Das besitzanzeigende Fürwort heißt fachsprachlich Possessivpronomen. Hier scheint mir das Hauptproblem in der Bezeichnung Pronomen, Fürwort zu liegen.

“pro nomen” bedeutet “für ein Nomen”, also Ersatz eines Namens, Nomens, Substantivs. Das trifft auf das Personalpronomen, Fragepronomen oder das Demonstrativpronomen eindeutig zu. Das besitzanzeigende Fürwort, Possessivpronomen, dagegen wird formal wie der unbestimmte Artikel, “ein, eine, ein” behandelt. Es wird also im Deutschen dekliniert in Abhängigkeit von seinem Beziehungswort. Dagegen drückt sich die Zugehörigkeit, also die besitzanzeigende Aussage, durch eine jeweils eigene Vokabel - sein (maskulinum), ihr (femininum), sein (neutrum) - aus*: ein Hut (m), sein Hut, eine Mütze (f), seine Mütze, ein Käppi (n), sein Käppi: ein Hut - sein (m) Hut, ihr (f) Hut, sein (n) Hut.

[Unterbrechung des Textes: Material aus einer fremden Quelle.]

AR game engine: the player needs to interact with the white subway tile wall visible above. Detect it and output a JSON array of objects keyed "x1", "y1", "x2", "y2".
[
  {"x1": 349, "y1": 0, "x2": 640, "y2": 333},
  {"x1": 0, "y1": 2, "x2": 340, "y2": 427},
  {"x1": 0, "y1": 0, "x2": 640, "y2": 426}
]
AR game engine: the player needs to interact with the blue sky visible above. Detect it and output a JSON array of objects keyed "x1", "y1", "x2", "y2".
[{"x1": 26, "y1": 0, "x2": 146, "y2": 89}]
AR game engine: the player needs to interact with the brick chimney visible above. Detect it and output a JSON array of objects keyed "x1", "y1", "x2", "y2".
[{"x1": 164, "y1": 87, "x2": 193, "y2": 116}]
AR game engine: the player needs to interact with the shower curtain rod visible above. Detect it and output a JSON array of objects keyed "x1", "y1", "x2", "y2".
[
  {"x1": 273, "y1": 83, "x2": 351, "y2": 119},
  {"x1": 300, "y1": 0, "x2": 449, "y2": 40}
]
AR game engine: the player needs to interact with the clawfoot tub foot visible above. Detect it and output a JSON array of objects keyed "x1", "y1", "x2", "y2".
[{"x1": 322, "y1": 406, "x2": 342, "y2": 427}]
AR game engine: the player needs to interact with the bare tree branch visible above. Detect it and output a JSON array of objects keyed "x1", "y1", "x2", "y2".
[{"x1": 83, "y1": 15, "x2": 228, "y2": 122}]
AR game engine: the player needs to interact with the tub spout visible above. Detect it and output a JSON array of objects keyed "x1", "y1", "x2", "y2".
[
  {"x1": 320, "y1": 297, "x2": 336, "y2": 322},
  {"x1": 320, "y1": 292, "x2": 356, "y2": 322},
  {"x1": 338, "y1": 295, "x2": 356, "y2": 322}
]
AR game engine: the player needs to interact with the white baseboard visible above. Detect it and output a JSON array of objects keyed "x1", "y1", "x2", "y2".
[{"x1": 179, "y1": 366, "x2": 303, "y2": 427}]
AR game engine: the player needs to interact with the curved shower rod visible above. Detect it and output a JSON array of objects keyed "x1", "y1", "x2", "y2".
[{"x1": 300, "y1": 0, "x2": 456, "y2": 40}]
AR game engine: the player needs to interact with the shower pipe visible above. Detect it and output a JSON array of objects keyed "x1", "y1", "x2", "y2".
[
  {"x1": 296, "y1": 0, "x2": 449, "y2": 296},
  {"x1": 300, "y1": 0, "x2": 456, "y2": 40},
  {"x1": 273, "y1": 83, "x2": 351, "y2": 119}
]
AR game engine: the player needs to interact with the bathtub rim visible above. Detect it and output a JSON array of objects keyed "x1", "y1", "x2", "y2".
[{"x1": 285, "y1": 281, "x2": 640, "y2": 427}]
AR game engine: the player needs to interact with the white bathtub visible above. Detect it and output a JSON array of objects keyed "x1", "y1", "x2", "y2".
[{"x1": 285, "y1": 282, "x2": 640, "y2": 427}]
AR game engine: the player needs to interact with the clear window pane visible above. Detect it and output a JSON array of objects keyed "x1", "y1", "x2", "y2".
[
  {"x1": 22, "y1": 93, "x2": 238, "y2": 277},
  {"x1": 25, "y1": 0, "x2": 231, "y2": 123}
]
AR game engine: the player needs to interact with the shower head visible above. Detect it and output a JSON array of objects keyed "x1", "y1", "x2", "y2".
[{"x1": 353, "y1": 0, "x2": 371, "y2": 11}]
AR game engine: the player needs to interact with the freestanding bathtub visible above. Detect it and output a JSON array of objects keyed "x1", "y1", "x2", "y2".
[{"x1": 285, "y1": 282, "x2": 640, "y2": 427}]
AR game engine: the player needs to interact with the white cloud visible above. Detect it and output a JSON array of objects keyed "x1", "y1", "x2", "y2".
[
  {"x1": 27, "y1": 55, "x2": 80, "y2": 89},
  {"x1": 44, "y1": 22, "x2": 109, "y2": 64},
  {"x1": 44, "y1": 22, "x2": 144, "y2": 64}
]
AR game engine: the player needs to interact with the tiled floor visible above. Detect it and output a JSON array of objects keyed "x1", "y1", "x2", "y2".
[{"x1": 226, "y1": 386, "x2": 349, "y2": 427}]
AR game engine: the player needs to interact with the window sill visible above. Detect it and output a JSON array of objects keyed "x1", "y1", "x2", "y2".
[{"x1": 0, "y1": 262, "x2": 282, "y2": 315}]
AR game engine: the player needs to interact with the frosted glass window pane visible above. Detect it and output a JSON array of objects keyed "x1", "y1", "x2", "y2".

eines Hutes, seines Hutes, ihres Hutes, seines Hutes, einem Hute, seinem Hute, ihrem Hute, seinem Huteeinen Hut, seinen Hut, ihren, Hut

Plural:
Hüte, von Hüten, Hüten, Hüte - ihre Hüte, ihrer, Hüte, ihren Hüten, ihre Hüte

Ein anderer Fall ist der der Personalpronomen. ich, du, er, sie, es, wir, ihr, sie.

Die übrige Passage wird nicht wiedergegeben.